Bons mots from Lord Greaves

Whilst queueing Baroness Ros Scott’s piece on last week’s Lords debate on Labour’s plans for greater community engagement, I was moved to read the debate through.

And found this rather wonderful snippet from everyone’s noble friend, Tony Greaves:

[M]y first message for the Government is to ask them, please, to start using plain English. Having read the report we are debating today, I had a vision of someone saying to their husband or wife, “I’m just off down the neighbourhood hub for a bit of community empowerment. We have been quality assured by the national empowerment partnership, and tonight we are embedding our practitioner learning and capturing and sharing it through the national neighbourhood management network”.

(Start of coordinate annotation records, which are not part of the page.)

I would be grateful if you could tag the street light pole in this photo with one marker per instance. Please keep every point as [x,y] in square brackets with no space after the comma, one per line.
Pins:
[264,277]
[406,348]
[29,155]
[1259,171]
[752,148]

Language like this is everywhere and sad to say, all too often, it is there to cloud meaning not to illuminate it. There is nothing less empowering than sitting in a public meeting and having half the content obscured by obfuscation sailing over your head.

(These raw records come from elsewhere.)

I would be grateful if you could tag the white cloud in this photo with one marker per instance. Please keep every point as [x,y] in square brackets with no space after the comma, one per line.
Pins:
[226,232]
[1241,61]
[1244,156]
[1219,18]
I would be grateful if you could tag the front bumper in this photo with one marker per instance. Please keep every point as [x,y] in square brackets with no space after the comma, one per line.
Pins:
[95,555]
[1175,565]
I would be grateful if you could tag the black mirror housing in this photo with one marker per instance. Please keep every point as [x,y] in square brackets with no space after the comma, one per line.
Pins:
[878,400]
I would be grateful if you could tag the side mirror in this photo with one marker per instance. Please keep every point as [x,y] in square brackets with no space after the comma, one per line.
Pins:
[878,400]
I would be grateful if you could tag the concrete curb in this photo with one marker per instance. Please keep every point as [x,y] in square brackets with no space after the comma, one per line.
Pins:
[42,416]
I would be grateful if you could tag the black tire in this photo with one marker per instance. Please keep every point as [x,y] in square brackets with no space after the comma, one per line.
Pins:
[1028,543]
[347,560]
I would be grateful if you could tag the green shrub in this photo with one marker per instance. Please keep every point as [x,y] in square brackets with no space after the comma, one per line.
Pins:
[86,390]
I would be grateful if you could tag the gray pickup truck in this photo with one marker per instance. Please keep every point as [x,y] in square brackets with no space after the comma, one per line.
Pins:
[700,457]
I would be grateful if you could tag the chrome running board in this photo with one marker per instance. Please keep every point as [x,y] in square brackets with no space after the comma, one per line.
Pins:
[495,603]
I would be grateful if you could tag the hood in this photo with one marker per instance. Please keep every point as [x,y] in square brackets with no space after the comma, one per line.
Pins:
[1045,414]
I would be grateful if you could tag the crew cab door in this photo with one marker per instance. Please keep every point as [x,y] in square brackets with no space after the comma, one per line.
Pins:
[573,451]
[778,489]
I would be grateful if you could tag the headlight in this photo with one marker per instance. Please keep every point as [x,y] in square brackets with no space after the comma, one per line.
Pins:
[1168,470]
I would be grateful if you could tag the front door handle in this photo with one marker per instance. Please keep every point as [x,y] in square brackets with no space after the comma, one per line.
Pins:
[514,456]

Other issues identified in the Lib Dem-led debate were the dangers of residents no longer knowing who to contact to get a decision changed, now that many former powers of government have been removed to distant quangos, and consultation fatigue, where residents have said what it is they want to happen to too many different bodies, and have been put off by the fact that it never actually happens.

One comment on “Bons mots from Lord Greaves

  1. I am appalled by the unforgivable omission of the word stakeholder in this article. Please rectify this with expediency.